さらに、AIは人間のジェスチャーを認識し、それに対応する絵文字を画面上に表示できます。例えば、お祝いの手を挙げるジェスチャー、感謝やお願いの手合わせ、愛情のハートなどです。さらに、紙吹雪、ホタル、宇宙のエフェクトなどのアニメーション効果も追加します(図B)。
図B

また、発言者が会議を離れずにカメラの視野から外れた場合、AI がこれを認識し、「すぐに戻ります」アイコンを表示します (図 C )。
図C

メッセージの推奨事項
メッセージ推奨機能は、AIを活用し、チームメンバーやユーザーが最も頻繁に交流する他のユーザーとのやり取りに基づいて、チャットやスペースのメッセージを優先順位付けします。スペース推奨機能は、類似したユーザーや関わり合いに基づいて、参加に適したWebexスペースを提案します。
Webexの顧客対応コミュニケーションツール
シスコは、Webex カスタマー エクスペリエンスで大規模な言語モデルを使用することで、Webex コンタクト センターに次のような自動化された AI を活用した機能を展開できるようになったと述べています。
- 仮想エージェント:セルフサービス チャットボット。
- エージェントの回答:問い合わせに基づいてエージェントにリアルタイムの推奨事項を提供する機能。
- コンテキストチャットサマリー: Webex Connectプラットフォームで利用可能になる新機能で、デジタルチャネル全体で長文テキストを自動的に要約します。Webex Contact Centerやその他のサードパーティ製コンタクトセンターソリューションと併用できます。
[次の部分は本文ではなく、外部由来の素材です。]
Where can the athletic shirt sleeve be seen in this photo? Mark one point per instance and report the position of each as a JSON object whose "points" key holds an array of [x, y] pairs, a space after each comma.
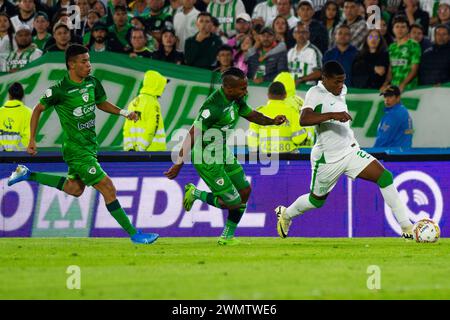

同社はまた、Webexのコミュニケーションプラットフォーム・アズ・ア・サービス(PaaS)ソリューションポートフォリオの一部であるWebex Campaignに、生成AI機能を追加すると発表しました。これらの機能には以下が含まれます。
- マーケティング担当者やコンテンツ作成者向けの電子メール件名行を生成する件名行ジェネレーター。
- 新しいフローとアプリケーションの構築を簡素化するように設計された、開発者と IT プロフェッショナル向けの Node を評価します。
カーン氏は、Webex の AI 機能は 2023 年中に展開され、その一部は現在でも利用可能であると述べた。